For the next few minutes I squinted at the elm overhead. At first, I didn’t see anything—at least, not anything I hadn’t seen a hundred times before. Then, very slowly, colors and shapes started appearing. It was just like those pictures in children’s magazines, with animals hidden in the drawings. You stare and stare, then wham! there’s a turkey hidden in someone’s shoe, or an upside-down pig in the chimney.

At that moment I understood what Grandpa meant by seeing. The edges of the leaves sliced pieces from the sky like tiny cookie cutters; the brown, wrinkled arms of the elm reached toward heaven in silent prayer; the blur of brown sparrows hopscotched like daredevils through the tree.

“Now put it all together,” Grandpa whispered in my ear. “The smelling, the hearing, the feeling, the seeing. Roll it together into one big picture.”

I took a deep breath, smelled the air, heard the leaves gently rustle like giggling children, felt the breeze tickling my skin, and saw the whole picture come together in one big splash of color.

“Click!” said Grandpa. “You just took a picture. A mighty fine one too! Anytime you want it, it’ll be there. Ten years, twenty years—it doesn’t matter. When you want that picture, it’ll be there for you. And you will want it. Someday when you’re feeling down, all you’ll have to do is remember it and it’ll pop right back into your head just the way it is now—the elm, the leaves, the smell of the hay, the feel of the grass prickling at your neck, the whole thing.”

I lay quietly, listening to Grandpa’s words until they faded away on the wind, wondering where they went and if anyone else would ever hear them. “Grandpa?” I finally asked, “do you have any pictures of Grandma? I don’t remember her so well.”

“Lots,” he replied simply. “A man can never have too many pictures of the ones he loves.”

The wind began to blow stronger, spinning around the tree as if confused about where it was heading. The elm, bending ever so slightly, guided the swirling air through its branches.

“I believe it might rain this afternoon,” Grandpa observed.

A distant rumble of thunder rolled over the cornfields in confirmation.
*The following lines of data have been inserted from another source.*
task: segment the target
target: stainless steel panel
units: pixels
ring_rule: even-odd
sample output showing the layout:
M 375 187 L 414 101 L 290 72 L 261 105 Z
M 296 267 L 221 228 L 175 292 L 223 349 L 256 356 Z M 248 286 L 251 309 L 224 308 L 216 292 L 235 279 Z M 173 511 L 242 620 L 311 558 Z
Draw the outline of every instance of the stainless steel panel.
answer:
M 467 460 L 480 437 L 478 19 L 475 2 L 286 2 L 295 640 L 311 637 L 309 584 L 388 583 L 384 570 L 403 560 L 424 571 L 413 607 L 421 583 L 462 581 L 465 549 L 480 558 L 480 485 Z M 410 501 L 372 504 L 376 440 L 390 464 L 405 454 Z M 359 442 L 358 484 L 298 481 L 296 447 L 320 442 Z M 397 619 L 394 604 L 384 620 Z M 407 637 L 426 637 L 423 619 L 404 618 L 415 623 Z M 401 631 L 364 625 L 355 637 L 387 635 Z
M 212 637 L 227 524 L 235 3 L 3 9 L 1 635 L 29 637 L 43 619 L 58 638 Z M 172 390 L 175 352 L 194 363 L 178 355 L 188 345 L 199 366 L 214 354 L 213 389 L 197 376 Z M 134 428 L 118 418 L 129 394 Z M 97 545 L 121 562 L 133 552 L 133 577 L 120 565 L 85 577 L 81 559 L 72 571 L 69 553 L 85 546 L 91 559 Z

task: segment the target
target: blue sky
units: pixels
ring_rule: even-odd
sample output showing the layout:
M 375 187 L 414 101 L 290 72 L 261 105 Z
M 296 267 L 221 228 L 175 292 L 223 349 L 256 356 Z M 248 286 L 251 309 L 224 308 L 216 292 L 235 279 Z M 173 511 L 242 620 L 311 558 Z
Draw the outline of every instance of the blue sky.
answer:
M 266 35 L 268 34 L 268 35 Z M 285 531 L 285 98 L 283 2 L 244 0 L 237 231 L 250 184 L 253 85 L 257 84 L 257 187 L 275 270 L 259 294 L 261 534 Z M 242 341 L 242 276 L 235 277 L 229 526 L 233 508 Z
“And if I’m not mistaken,” Grandpa continued, sitting up, “when we were doing all that smelling, I smelled fresh-baked apple pie coming from the general direction of your mom’s kitchen. Interested?”

As Grandpa and I headed inside, it felt good knowing that there was a picture of all this inside my head, a picture I could remember any time I wanted.

And I did remember it, just as Grandpa said I would: the huge, solid elm, the canopy of leaves overhead, the pillow of grass beneath me, the sounds and smells—and one more thing. Something Grandpa had not mentioned was in the picture as well—the best thing in it: Grandpa himself. He was there, too, whenever I wanted to remember him: solid, kind, patient, knowing everything about everything, and taking the time on a warm afternoon to show a young boy how to take pictures with the camera inside his head.